Purpose of review: Acute renal failure is a serious condition that affects as many as 20% of ICU patients. The most common causes of acute renal failure in the ICU patient are severe sepsis and septic shock. The mortality of acute renal failure in septic critically ill patients remains high despite our increasing ability to support vital organs. This is partly the result of our poor understanding of the pathogenesis of sepsis-induced renal dysfunction. Accordingly, a review of our current understanding of the pathogenesis of septic acute renal failure is timely and relevant.

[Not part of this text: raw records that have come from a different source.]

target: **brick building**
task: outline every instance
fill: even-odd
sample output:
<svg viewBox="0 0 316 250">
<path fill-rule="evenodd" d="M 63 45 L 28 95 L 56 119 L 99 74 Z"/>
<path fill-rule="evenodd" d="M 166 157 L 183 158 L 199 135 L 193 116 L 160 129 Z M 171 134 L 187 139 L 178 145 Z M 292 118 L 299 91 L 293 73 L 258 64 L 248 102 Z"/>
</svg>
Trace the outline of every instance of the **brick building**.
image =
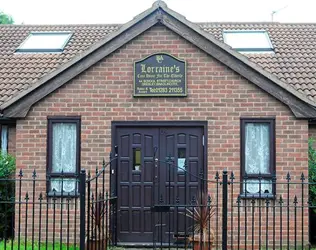
<svg viewBox="0 0 316 250">
<path fill-rule="evenodd" d="M 315 24 L 195 24 L 163 2 L 124 25 L 1 25 L 2 150 L 16 155 L 25 176 L 35 168 L 49 178 L 40 187 L 49 196 L 74 192 L 80 169 L 95 169 L 117 146 L 117 172 L 107 171 L 106 180 L 117 190 L 123 243 L 152 241 L 146 221 L 154 155 L 182 167 L 185 159 L 188 171 L 210 180 L 211 194 L 216 172 L 227 169 L 241 182 L 235 198 L 285 195 L 273 178 L 308 176 L 308 138 L 316 133 L 315 30 Z M 148 72 L 140 68 L 141 82 L 136 67 L 147 59 L 157 62 Z M 155 68 L 168 68 L 167 59 L 186 64 L 174 76 L 178 90 L 153 80 L 167 71 Z M 180 197 L 181 169 L 173 171 Z M 198 184 L 189 181 L 188 188 L 194 194 Z M 22 193 L 31 191 L 26 185 Z M 286 228 L 283 216 L 277 235 L 282 223 Z M 298 217 L 306 224 L 307 209 Z M 297 231 L 307 233 L 307 226 Z M 298 241 L 305 245 L 308 237 Z"/>
</svg>

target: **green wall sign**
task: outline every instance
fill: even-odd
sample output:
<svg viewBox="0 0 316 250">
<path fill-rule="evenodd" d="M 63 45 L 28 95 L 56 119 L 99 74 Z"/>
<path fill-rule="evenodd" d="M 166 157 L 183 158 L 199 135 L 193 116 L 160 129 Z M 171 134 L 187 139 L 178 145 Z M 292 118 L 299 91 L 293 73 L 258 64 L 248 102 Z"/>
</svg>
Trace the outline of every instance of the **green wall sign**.
<svg viewBox="0 0 316 250">
<path fill-rule="evenodd" d="M 186 62 L 165 53 L 136 61 L 134 96 L 187 96 Z"/>
</svg>

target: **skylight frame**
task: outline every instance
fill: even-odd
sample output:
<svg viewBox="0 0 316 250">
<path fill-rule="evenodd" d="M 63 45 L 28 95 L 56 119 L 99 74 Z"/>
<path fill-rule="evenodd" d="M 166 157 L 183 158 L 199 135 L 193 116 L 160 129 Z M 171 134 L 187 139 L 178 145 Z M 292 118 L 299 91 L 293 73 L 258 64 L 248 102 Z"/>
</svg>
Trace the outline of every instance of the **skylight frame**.
<svg viewBox="0 0 316 250">
<path fill-rule="evenodd" d="M 226 34 L 233 34 L 233 33 L 238 33 L 238 34 L 249 34 L 249 33 L 262 33 L 264 34 L 267 43 L 269 44 L 269 47 L 233 47 L 229 43 L 227 43 L 227 38 Z M 266 30 L 223 30 L 223 39 L 224 42 L 232 47 L 234 50 L 237 50 L 239 52 L 245 52 L 245 53 L 273 53 L 274 52 L 274 47 L 271 42 L 270 36 Z"/>
<path fill-rule="evenodd" d="M 56 36 L 56 35 L 68 35 L 68 37 L 65 39 L 63 44 L 60 47 L 56 48 L 23 48 L 27 41 L 32 37 L 32 36 Z M 70 38 L 72 37 L 73 33 L 70 31 L 36 31 L 36 32 L 30 32 L 30 34 L 25 38 L 25 40 L 21 43 L 21 45 L 16 49 L 16 52 L 27 52 L 27 53 L 51 53 L 51 52 L 63 52 L 66 45 L 68 44 Z"/>
</svg>

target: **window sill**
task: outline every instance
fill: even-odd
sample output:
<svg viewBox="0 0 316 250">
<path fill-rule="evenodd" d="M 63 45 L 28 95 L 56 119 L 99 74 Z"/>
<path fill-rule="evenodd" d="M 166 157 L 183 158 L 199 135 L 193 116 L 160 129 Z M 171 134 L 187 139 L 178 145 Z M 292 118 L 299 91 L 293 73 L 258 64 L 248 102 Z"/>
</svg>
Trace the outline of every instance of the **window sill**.
<svg viewBox="0 0 316 250">
<path fill-rule="evenodd" d="M 60 193 L 60 192 L 48 192 L 47 193 L 47 197 L 49 198 L 78 198 L 80 196 L 80 193 L 74 193 L 74 192 L 71 192 L 71 193 L 67 193 L 67 192 L 64 192 L 64 193 Z"/>
<path fill-rule="evenodd" d="M 240 194 L 241 199 L 260 199 L 260 200 L 275 200 L 275 194 Z"/>
</svg>

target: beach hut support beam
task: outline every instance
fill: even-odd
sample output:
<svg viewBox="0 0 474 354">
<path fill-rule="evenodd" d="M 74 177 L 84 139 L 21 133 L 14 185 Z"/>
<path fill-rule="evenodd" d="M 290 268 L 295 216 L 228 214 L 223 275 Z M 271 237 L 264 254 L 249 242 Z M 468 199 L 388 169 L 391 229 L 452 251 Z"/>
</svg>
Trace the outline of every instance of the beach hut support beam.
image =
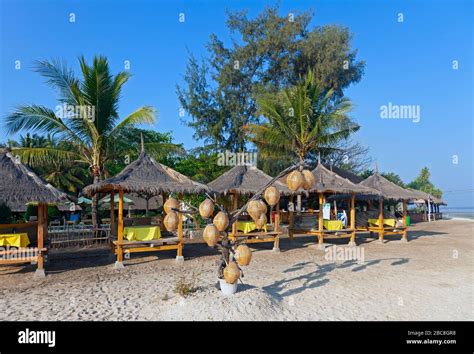
<svg viewBox="0 0 474 354">
<path fill-rule="evenodd" d="M 270 220 L 272 219 L 272 215 L 270 213 Z M 280 202 L 276 205 L 276 213 L 275 213 L 275 232 L 280 231 Z M 275 236 L 275 243 L 273 244 L 273 252 L 280 252 L 280 236 Z"/>
<path fill-rule="evenodd" d="M 115 193 L 110 193 L 110 234 L 116 235 L 115 233 Z"/>
<path fill-rule="evenodd" d="M 293 194 L 290 195 L 290 203 L 293 207 L 293 210 L 295 209 L 295 205 L 293 204 Z M 289 210 L 288 209 L 288 237 L 290 238 L 290 240 L 293 240 L 293 225 L 294 225 L 294 222 L 295 222 L 295 214 L 294 214 L 294 211 L 293 210 Z"/>
<path fill-rule="evenodd" d="M 319 213 L 318 213 L 318 248 L 323 249 L 323 204 L 324 204 L 324 194 L 319 193 Z"/>
<path fill-rule="evenodd" d="M 383 198 L 379 198 L 379 242 L 383 243 Z"/>
<path fill-rule="evenodd" d="M 407 201 L 404 200 L 402 202 L 402 208 L 403 208 L 403 227 L 404 227 L 404 230 L 403 230 L 403 234 L 402 234 L 402 241 L 404 242 L 408 242 L 408 239 L 407 239 Z"/>
<path fill-rule="evenodd" d="M 235 210 L 237 210 L 238 208 L 238 196 L 236 193 L 232 193 L 231 194 L 231 199 L 232 199 L 232 212 L 234 212 Z M 231 239 L 233 241 L 236 240 L 236 235 L 237 235 L 237 220 L 235 220 L 235 222 L 232 224 L 232 234 L 231 234 Z"/>
<path fill-rule="evenodd" d="M 183 195 L 179 193 L 178 195 L 179 200 L 179 208 L 180 210 L 183 209 Z M 183 262 L 183 213 L 178 213 L 178 248 L 176 250 L 176 262 Z"/>
<path fill-rule="evenodd" d="M 48 208 L 45 207 L 46 204 L 39 203 L 38 204 L 38 229 L 37 229 L 37 236 L 38 236 L 38 261 L 36 263 L 36 271 L 35 277 L 44 277 L 44 239 L 45 233 L 47 232 L 47 228 L 45 227 L 45 210 L 46 216 L 48 215 Z M 46 232 L 45 232 L 46 231 Z"/>
<path fill-rule="evenodd" d="M 349 241 L 349 246 L 355 246 L 356 243 L 355 243 L 355 237 L 356 237 L 356 232 L 355 232 L 355 193 L 352 193 L 352 196 L 351 196 L 351 202 L 350 202 L 350 206 L 351 206 L 351 211 L 350 211 L 350 228 L 352 230 L 352 233 L 351 233 L 351 239 Z"/>
<path fill-rule="evenodd" d="M 123 265 L 123 190 L 119 190 L 118 225 L 117 225 L 117 261 L 115 268 L 121 269 Z"/>
</svg>

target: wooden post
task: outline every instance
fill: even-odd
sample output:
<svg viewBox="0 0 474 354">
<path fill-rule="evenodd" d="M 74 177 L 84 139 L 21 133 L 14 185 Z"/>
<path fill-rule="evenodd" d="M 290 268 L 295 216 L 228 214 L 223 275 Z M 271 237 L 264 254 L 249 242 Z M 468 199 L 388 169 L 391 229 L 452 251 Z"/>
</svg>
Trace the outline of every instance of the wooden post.
<svg viewBox="0 0 474 354">
<path fill-rule="evenodd" d="M 115 193 L 110 192 L 110 233 L 115 236 Z"/>
<path fill-rule="evenodd" d="M 350 202 L 350 228 L 352 229 L 351 233 L 351 240 L 349 241 L 349 244 L 355 246 L 355 193 L 352 193 L 351 197 L 351 202 Z"/>
<path fill-rule="evenodd" d="M 408 241 L 407 240 L 407 201 L 406 200 L 403 200 L 402 202 L 402 207 L 403 207 L 403 227 L 404 227 L 404 230 L 403 230 L 403 234 L 402 234 L 402 240 L 403 241 Z"/>
<path fill-rule="evenodd" d="M 323 245 L 323 204 L 324 195 L 319 193 L 319 214 L 318 214 L 318 245 L 321 248 Z"/>
<path fill-rule="evenodd" d="M 45 237 L 45 227 L 44 227 L 44 214 L 45 214 L 45 205 L 43 203 L 38 203 L 38 228 L 37 228 L 37 238 L 38 238 L 38 261 L 36 264 L 36 277 L 44 277 L 44 255 L 43 255 L 43 248 L 44 248 L 44 237 Z M 46 208 L 47 212 L 47 208 Z"/>
<path fill-rule="evenodd" d="M 178 194 L 179 200 L 179 210 L 183 209 L 183 195 L 181 193 Z M 176 252 L 176 261 L 182 262 L 184 261 L 183 257 L 183 213 L 178 213 L 178 249 Z"/>
<path fill-rule="evenodd" d="M 271 218 L 271 217 L 270 217 Z M 275 213 L 275 231 L 280 231 L 280 202 L 276 205 L 276 213 Z"/>
<path fill-rule="evenodd" d="M 379 198 L 379 241 L 383 242 L 383 199 Z"/>
<path fill-rule="evenodd" d="M 119 190 L 117 225 L 117 262 L 115 268 L 123 268 L 123 190 Z"/>
<path fill-rule="evenodd" d="M 270 220 L 272 219 L 272 214 L 270 212 Z M 280 201 L 276 204 L 276 212 L 275 212 L 275 224 L 273 227 L 275 232 L 280 231 Z M 280 252 L 280 235 L 275 235 L 275 242 L 273 243 L 273 251 Z"/>
<path fill-rule="evenodd" d="M 295 210 L 295 205 L 293 204 L 293 194 L 290 195 L 290 203 L 293 205 L 293 210 Z M 288 209 L 288 236 L 290 237 L 290 240 L 293 240 L 293 225 L 294 225 L 294 211 L 290 211 Z"/>
<path fill-rule="evenodd" d="M 232 202 L 232 211 L 236 210 L 238 208 L 238 196 L 236 193 L 232 193 L 230 195 L 231 197 L 231 202 Z M 237 235 L 237 220 L 235 220 L 235 222 L 232 224 L 232 233 L 231 233 L 231 238 L 233 241 L 236 240 L 236 235 Z"/>
</svg>

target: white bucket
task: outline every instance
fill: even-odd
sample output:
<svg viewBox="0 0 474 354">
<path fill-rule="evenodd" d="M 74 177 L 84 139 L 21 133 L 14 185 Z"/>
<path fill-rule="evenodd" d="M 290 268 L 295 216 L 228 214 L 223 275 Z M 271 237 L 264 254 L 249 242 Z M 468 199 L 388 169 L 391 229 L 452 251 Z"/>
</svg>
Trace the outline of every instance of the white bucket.
<svg viewBox="0 0 474 354">
<path fill-rule="evenodd" d="M 219 279 L 219 283 L 221 286 L 221 291 L 224 295 L 233 295 L 237 292 L 237 283 L 235 284 L 228 284 L 224 279 Z"/>
</svg>

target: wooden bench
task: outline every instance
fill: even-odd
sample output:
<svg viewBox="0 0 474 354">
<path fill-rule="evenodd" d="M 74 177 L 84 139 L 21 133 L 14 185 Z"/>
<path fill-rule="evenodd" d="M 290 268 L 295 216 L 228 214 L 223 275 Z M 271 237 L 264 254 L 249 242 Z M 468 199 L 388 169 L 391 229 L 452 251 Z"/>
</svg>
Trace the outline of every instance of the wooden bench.
<svg viewBox="0 0 474 354">
<path fill-rule="evenodd" d="M 318 238 L 318 245 L 320 248 L 323 248 L 324 238 L 327 239 L 336 239 L 342 237 L 350 237 L 349 244 L 355 246 L 355 229 L 340 229 L 340 230 L 327 230 L 323 229 L 322 231 L 316 229 L 288 229 L 288 235 L 290 239 L 293 239 L 293 235 L 311 235 Z"/>
<path fill-rule="evenodd" d="M 230 233 L 229 239 L 234 242 L 242 240 L 243 243 L 262 243 L 262 242 L 273 242 L 273 251 L 280 251 L 280 235 L 281 231 L 256 231 L 256 232 L 237 232 L 235 234 Z"/>
</svg>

Recent findings: Throughout the past half century, acute renal failure of acute illness has essentially been considered a hemodynamic disease caused by kidney ischemia, a view derived by findings in animal models. Unfortunately most such models are greatly deficient in that they do not reproduce the high cardiac output, low systemic vascular resistance state typically seen during human sepsis. Furthermore, most models inducing so-called acute tubular necrosis are based on ischemia-reperfusion (renal artery clamping), an event with little relevance to human sepsis. Recent research highlights a new possible and emerging concept for the pathogenesis of septic acute renal failure: acute apoptosis. This concepts fits well with the typical paucity of histologic changes seen in so-called acute tubular necrosis and with growing evidence of a role for apoptosis in organ injury during sepsis and inflammation in general. Furthermore, the authors present evidence that some potential treatments recently shown to affect the mortality of critically ill patients, (activated protein C, intensive insulin treatment, and low-volume mechanical ventilation) might have antiapoptotic activity.
Summary: This review suggests that, on the evidence available, septic acute renal failure is more likely to be an immune or toxic state rather than simply a hemodynamic condition. The authors speculate that future insights into its pathogenesis might lead to a paradigm shift away from the concept of acute tubular necrosis, which has never been convincingly shown in sepsis, to that of acute tubular apoptosis.